Ben Flickner first came to Northeastern University in the Law School's Dean's Office and Academic and Student Affairs Office in 2008. He joined the Department of Philosophy and Religion in 2012. Ben is a Northeastern graduate with a B.S. in Psychology, and he holds an A.S. in Business Administration. He currently serves on the CSSH Staff Advisory council.
Ranjini (Rini) Ghosh is a PhD candidate in the School of Law and Public Policy in CSSH. Her research interests include health policy and social policy. Her dissertation work looks at the influence of social policies on family planning decisions. Currently the President of the Graduate Student Government her passion lies in bettering the holistic experience of graduate students by acknowledging their intersectional identities and diverse lives outside of the university. Rini is Indo-Canadian and is an alumnus of the University of Toronto. She lives in Malden with her husband, infant daughter, and dog.

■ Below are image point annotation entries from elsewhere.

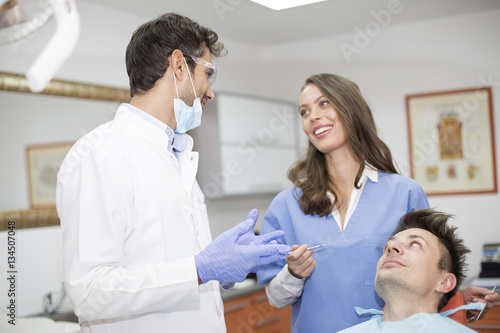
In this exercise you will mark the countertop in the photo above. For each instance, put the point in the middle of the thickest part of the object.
(240, 289)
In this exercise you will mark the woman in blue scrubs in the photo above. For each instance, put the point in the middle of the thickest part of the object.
(348, 195)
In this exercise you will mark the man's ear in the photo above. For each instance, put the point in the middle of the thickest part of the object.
(447, 283)
(177, 63)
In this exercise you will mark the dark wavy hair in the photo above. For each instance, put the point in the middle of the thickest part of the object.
(453, 249)
(154, 41)
(311, 172)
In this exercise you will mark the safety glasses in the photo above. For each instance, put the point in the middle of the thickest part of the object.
(212, 75)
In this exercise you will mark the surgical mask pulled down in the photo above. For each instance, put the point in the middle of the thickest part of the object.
(187, 117)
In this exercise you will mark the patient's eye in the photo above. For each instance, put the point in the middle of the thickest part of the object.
(415, 244)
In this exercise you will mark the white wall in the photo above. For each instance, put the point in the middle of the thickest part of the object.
(453, 53)
(401, 59)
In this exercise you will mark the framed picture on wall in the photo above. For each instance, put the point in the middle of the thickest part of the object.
(452, 145)
(43, 164)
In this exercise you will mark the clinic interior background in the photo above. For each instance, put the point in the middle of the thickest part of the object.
(432, 55)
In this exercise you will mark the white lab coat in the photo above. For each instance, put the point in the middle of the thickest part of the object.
(133, 217)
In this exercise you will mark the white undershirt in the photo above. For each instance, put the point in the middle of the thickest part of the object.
(368, 172)
(284, 289)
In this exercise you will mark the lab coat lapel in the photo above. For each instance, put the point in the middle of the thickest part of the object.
(188, 161)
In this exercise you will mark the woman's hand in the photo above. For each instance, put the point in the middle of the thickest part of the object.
(300, 262)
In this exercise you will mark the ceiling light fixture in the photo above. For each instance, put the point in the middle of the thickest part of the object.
(280, 4)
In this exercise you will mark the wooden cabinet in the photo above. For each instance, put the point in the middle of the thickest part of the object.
(253, 314)
(490, 323)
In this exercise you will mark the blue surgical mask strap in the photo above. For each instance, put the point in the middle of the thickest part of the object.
(190, 79)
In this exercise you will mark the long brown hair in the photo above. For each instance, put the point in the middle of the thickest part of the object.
(311, 172)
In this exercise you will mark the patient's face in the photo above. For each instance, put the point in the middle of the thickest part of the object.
(409, 263)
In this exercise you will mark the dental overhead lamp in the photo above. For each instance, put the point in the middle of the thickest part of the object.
(21, 18)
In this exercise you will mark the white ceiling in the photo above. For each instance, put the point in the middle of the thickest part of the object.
(248, 22)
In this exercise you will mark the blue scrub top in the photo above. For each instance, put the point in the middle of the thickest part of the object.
(345, 269)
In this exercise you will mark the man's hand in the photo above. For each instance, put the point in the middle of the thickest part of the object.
(478, 294)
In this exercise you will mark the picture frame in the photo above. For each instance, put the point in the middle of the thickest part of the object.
(43, 163)
(451, 140)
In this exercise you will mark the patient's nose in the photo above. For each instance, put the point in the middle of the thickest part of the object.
(394, 247)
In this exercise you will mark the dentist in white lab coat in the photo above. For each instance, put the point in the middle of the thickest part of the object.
(138, 254)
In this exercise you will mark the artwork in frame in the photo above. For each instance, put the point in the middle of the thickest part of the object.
(452, 145)
(43, 164)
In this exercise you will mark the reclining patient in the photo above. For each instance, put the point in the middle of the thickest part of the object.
(421, 268)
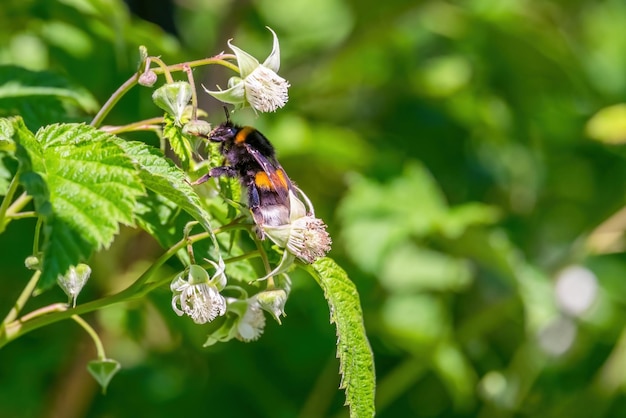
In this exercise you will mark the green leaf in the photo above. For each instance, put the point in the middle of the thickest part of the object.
(356, 360)
(179, 142)
(83, 185)
(41, 97)
(161, 176)
(103, 371)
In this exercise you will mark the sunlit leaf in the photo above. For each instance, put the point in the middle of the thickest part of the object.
(103, 371)
(608, 125)
(84, 185)
(356, 361)
(41, 97)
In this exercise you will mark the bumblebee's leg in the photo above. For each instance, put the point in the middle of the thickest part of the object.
(226, 170)
(254, 203)
(216, 172)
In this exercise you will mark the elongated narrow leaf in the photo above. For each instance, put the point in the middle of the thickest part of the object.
(356, 360)
(161, 176)
(89, 185)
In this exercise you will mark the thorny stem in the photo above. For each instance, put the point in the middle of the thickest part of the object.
(194, 94)
(142, 125)
(7, 201)
(164, 69)
(22, 299)
(36, 238)
(93, 334)
(128, 84)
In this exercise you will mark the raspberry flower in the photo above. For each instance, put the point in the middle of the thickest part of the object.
(258, 85)
(304, 237)
(196, 295)
(74, 281)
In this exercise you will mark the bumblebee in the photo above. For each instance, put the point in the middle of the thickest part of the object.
(251, 158)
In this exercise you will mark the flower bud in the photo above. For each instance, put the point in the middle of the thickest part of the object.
(32, 262)
(74, 280)
(173, 98)
(273, 301)
(197, 128)
(147, 78)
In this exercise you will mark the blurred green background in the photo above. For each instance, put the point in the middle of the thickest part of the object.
(455, 150)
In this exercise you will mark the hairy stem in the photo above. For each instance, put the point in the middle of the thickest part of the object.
(22, 299)
(128, 84)
(93, 334)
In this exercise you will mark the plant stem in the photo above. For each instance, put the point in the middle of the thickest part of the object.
(93, 334)
(142, 125)
(22, 299)
(128, 84)
(4, 206)
(19, 327)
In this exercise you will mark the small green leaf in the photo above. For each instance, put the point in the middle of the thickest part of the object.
(179, 142)
(356, 360)
(161, 176)
(103, 371)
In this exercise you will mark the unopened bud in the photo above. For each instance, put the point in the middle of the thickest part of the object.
(74, 280)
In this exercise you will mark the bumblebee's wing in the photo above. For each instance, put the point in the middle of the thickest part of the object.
(276, 175)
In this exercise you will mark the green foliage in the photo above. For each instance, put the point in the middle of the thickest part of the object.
(353, 349)
(41, 97)
(466, 157)
(103, 371)
(84, 186)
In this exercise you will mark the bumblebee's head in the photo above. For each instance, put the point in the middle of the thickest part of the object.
(224, 132)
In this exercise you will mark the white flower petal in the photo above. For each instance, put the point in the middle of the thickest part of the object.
(266, 91)
(273, 60)
(246, 62)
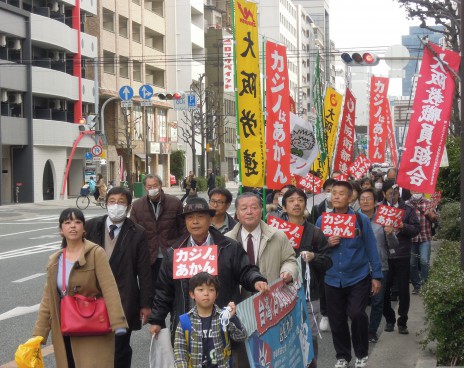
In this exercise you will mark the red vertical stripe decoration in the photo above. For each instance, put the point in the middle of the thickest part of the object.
(378, 119)
(345, 146)
(277, 117)
(428, 126)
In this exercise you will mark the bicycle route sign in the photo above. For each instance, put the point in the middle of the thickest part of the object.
(97, 150)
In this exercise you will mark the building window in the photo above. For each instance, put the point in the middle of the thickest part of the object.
(137, 71)
(136, 35)
(108, 62)
(108, 20)
(156, 6)
(123, 26)
(154, 39)
(123, 67)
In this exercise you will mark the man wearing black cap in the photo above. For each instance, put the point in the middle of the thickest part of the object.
(234, 268)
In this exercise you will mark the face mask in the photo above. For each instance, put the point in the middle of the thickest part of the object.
(153, 192)
(116, 212)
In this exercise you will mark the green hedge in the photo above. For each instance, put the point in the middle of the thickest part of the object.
(201, 184)
(449, 226)
(443, 296)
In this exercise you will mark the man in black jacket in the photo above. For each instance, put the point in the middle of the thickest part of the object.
(125, 244)
(399, 260)
(315, 255)
(234, 268)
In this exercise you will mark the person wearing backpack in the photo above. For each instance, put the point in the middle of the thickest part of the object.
(356, 272)
(201, 340)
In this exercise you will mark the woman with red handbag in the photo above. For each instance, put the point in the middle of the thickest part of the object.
(80, 303)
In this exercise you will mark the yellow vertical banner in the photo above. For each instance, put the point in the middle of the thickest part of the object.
(249, 117)
(332, 110)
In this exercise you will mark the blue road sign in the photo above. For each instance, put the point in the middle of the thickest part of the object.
(126, 93)
(192, 101)
(146, 92)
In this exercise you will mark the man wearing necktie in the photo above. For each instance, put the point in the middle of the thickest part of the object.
(126, 246)
(268, 248)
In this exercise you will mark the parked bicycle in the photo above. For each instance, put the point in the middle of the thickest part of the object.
(84, 199)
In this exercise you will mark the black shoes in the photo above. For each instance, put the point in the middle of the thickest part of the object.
(389, 327)
(403, 330)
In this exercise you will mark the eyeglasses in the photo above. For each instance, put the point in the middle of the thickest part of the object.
(219, 203)
(366, 199)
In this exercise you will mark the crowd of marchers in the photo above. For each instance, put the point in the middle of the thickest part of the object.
(127, 256)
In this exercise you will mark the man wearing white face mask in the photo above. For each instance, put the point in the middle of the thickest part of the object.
(158, 213)
(422, 243)
(125, 244)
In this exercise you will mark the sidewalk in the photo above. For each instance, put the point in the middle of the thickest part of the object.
(404, 351)
(71, 201)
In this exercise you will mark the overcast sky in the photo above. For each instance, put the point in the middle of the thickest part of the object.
(373, 25)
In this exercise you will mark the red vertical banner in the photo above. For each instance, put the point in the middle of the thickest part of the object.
(277, 117)
(345, 144)
(428, 126)
(391, 138)
(377, 119)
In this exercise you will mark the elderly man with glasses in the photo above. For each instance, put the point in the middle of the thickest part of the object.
(220, 200)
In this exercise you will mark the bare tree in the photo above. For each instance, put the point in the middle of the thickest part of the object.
(433, 13)
(201, 126)
(125, 142)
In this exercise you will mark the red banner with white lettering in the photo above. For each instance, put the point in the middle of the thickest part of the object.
(278, 116)
(294, 232)
(311, 183)
(389, 216)
(345, 144)
(360, 167)
(187, 262)
(391, 138)
(377, 119)
(428, 126)
(339, 224)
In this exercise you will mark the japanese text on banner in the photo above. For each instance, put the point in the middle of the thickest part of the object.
(339, 224)
(278, 116)
(360, 167)
(389, 216)
(250, 120)
(345, 144)
(377, 119)
(428, 126)
(293, 232)
(187, 262)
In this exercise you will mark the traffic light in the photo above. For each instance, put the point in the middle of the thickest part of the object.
(356, 59)
(171, 95)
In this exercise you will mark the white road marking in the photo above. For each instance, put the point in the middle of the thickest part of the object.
(29, 277)
(28, 231)
(45, 237)
(19, 311)
(30, 250)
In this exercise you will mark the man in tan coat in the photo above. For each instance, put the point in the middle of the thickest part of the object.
(268, 248)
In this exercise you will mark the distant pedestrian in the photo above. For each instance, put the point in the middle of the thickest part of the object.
(355, 273)
(157, 213)
(422, 243)
(211, 180)
(399, 260)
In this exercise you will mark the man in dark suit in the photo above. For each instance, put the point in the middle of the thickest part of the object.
(125, 244)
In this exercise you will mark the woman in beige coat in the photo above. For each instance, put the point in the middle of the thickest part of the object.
(90, 275)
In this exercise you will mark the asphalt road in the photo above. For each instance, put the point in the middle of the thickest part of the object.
(28, 236)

Akiera Gilbert is a fourth-year Human Services major with a concentration in Public Health and a minor in Global Social Entrepreneurship. As a member of the University Scholars program, Akiera has had the honor to receive a research grant to study drug trafficking laws in Mexico alongside a professor at the Northeastern School of Law. This past summer she traveled on a Dialogue to Cape Town, South Africa to study social entrepreneurship and act as a consultant to a micro-entrepreneur. After, Akiera conducted research in Nairobi, Kenya to evaluate the effectiveness of a sexual gender-based violence tool implemented at a grassroots non-profit organization to assist survivors of domestic or sexual assault.
Alexander Hatter is a third-year undergraduate student within the College of Social Studies and Humanities, pursuing his BA in International Affairs, with a concentration in the Middle East, along with minors in International Security Studies, Economics, and Russian. Alexander spent this past summer studying in Saint Petersburg, Russia, at the State University of Economics and is currently abroad on co-op with the U.S. Department of State. On campus, Alexander serves on this Council as well as the Student Advisory Council of CSSH.
Shakir Mustafa grew up in Iraq and taught at Mosul University in Northern Iraq for eleven years. He then taught at Indiana University and Boston University from 1999 to 2008. His most recent book is Contemporary Iraqi Fiction: An Anthology (Syracuse, 2008; AUC 2009). His other publications are in the areas of literary translation, Irish drama, and Jewish American fiction. Invited speaker at universities around the country, he also regularly speaks on topics concerning Arab and Muslim cultures and politics (e.g. NPR, NECN, FOX News, and BBC).
Melissa is a Northeastern 2011 graduate with a BA in cultural anthropology and a minor in East Asian studies. Melissa has lived and worked in Japan for over 2 years. She is currently in a graduate program at Lesley University studying international higher education and intercultural relations.
Eric holds a BA in English, an MS in College Counseling and Student Development, and an MS in Leadership with a concentration in Organizational Communication. He’s worked in academic advising, career counseling, and service-learning. In his current role, he is an academic advisor for the college and also coordinators programs and projects focused on building community and connecting undergraduate students with peers, faculty, and staff as well as with curricular and co-curricular opportunities.
Gregory Palermo is a Ph.D. student in English, pursing a Graduate Certificate in Digital Humanities and specializing in critical digital rhetoric. His research focuses on how citation and the digital methods used to study them are tools for epistemic boundary work that, if performed ethically, can help transform the academy to be more inclusive. He received his B.A. in English and physics from the State University of New York College at Geneseo, where he served on curriculum committees for general education and the college’s interdisciplinary Edgar Fellows Program.